¿Dónde estaba el apóstol Tomás?

Había vuelto a lo suyo, a sus cosas y ocupaciones. Convivir con el Maestro, escucharle, estar con Él, sí. Pero los discípulos… Uno preocupado de la bolsa de dinero, otros preocupados de si los fariseos decían o no decían de ellos, otros buscando la ocasión de conseguir del Maestro el puesto a su izquierda o a su derecha. Judas acabó quitándose la vida después de haber estado tanto tiempo con ellos. Pedro era vencido a menudo por su genio y fuerte carácter. Juan, con ese fresco entusiasmo e ingenuidad juvenil, parecía estar fuera, muy fuera, de la realidad. ¿Cómo seguir con los Doce, tan toscos, rudos y cabezotas? Sin el Maestro ya no era lo mismo.
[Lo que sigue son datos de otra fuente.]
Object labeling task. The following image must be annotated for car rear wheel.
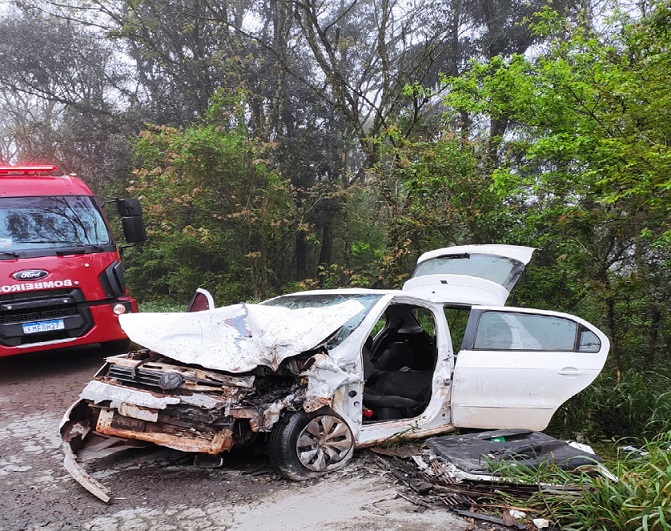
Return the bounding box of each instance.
[268,410,354,481]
El apóstol Tomás decidió que aquello no era para él y se encasquilló tozudamente en su cabezonería de querer tocar las llagas del Maestro. Si aquello que decían resultaba que era verdad, volvería a complicarse la vida. Tampoco los Doce se acordaban mucho de lo que el Maestro les había enseñado estos años de atrás, porque llevaban ya varios días chismorreando sobre Tomás.

El Señor esperó a que Tomás estuviera de nuevo con los Doce para aparecerse a todos. Si Tomás hubiera estado en su sitio, con los Doce, en el lugar en que el Maestro le quería, no habría perdido tanto tiempo defendiendo sus lógicos y humanos razonamientos. A Tomás le presentó el Señor sus llagas, para que las tocara y, viendo el gesto, los demás aprendieron del Maestro cuánta condescendencia y paciente misericordia habían de tenerse unos con otros. Más allá de lo que juzgamos en los demás como errores imperdonables, de las limitaciones personales, de los pecados y miserias que señalamos en otros, Jesús llama bienaventurados a los que creen sin ver. Que nuestra fe no sea una plancha de corcho que se mueve a merced de las miserias y virtudes ajenas.